The Green manifesto goes further, saying that “all other parties have encouraged the marketisation and privatisation of provision”. Not only would the party repeal the Health and Social Care Act, it would also abolish competition, the purchaser-provider split, market-based commissioning and procurement and restrict the role of commercial companies. It would ban new private finance initiative (PFI) deals and set aside up to £5bn to buy out existing ones. Through greatly increased spending of £20bn more by 2020, it would increase the combined NHS and social care workforce by 400,000.
Although healthcare is devolved to each of the UK’s four nations, both the Scottish National party and Plaid Cymru have said in the leaders’ debates that they share the Green party’s anti-austerity approach to the NHS and would support it at Westminster. SNP leader Nicola Sturgeon says her party would support the repeal of the Health and Social Care Act and other measures designed to protect the English NHS from “the privatisation agenda”.
The National Health Action party, founded in 2012 to challenge the coalition government’s healthcare reforms with candidates standing in 12 constituencies, would increase NHS spending by at least 4% a year, initially paid for by a penny on the basic rate of income tax. A Labour-led government that included any of these parties would be likely to go further on reducing the role of the private sector in the NHS than a Labour-only government.

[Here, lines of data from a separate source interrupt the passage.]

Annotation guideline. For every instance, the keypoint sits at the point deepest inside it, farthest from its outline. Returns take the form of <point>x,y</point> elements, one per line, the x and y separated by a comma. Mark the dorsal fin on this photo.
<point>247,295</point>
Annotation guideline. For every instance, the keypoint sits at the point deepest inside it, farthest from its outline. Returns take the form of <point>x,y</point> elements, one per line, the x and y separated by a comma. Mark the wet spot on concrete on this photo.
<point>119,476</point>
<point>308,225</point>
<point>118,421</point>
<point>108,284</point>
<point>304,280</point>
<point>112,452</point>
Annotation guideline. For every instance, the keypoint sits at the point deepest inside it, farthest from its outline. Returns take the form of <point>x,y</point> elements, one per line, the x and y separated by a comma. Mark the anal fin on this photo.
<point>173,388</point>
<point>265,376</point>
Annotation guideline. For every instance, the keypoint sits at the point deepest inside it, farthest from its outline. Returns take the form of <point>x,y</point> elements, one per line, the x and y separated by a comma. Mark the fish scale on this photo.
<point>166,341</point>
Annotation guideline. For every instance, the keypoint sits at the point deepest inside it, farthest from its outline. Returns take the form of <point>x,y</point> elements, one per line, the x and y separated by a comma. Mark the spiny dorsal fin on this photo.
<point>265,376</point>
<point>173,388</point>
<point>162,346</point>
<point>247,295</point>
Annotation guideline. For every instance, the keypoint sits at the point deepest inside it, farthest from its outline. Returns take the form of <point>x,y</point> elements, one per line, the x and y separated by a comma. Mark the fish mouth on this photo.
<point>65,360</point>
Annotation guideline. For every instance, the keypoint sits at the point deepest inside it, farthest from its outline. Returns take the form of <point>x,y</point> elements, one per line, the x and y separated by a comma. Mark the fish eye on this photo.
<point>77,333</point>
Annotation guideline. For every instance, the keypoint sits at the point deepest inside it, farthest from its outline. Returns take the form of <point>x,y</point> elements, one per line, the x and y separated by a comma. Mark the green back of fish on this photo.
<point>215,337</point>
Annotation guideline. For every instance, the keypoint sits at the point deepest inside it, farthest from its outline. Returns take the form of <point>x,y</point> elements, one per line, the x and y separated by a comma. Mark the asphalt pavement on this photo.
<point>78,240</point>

Despite gaping differences with the Greens, SNP and Plaid Cymru on most other subjects, Ukip shares some of their approach to the NHS. It too wants to end the use of PFI contracts and exclude the NHS from TTIP. However, Ukip differs in planning to bar migrants from non-emergency NHS services for five years after they start paying taxes.
The Liberal Democrat manifesto states that it would repeal any parts of the Health and Social Care Act “which make the NHS vulnerable to forced privatisation through international agreements”, although it adds that the European Union has guaranteed that TTIP will not stop member states providing public services directly.
Aside from the role of the private sector, parties have other distinctive policies that would affect the NHS workforce. As well as its pledges on increased numbers of GPs, nurses and midwives, Labour wants to recruit 5,000 new homecare workers, with NHS organisations identifying family and friends who care for patients and linking them to such support. It also wants to increase public involvement in the NHS, giving patients and local people “a seat at the table” in any changes to services, such as hospitals.
Although it shares the idea of seven-day access to GPs with the Conservatives, the Liberal Democrat manifesto specifically identifies phone and video appointments as a way to achieve this, as well as placing GP surgeries within hospital emergency departments. The party would encourage mergers between existing NHS organisations with the aim of forming local integrated healthcare providers.
The Conservative manifesto includes plans to make it harder for staff in “essential public services” including the NHS to go on strike. January saw employees across England preparing for a 12-hour strike over pay followed by a month-long work to rule, after two four-hour stoppages last autumn. The strike, led by Unison, was suspended after the government improved its offer for the lowest-paid staff. A Conservative government would require such a strike to be backed by at least 40% of those entitled to vote for it, as well as a majority of those who actually turned out.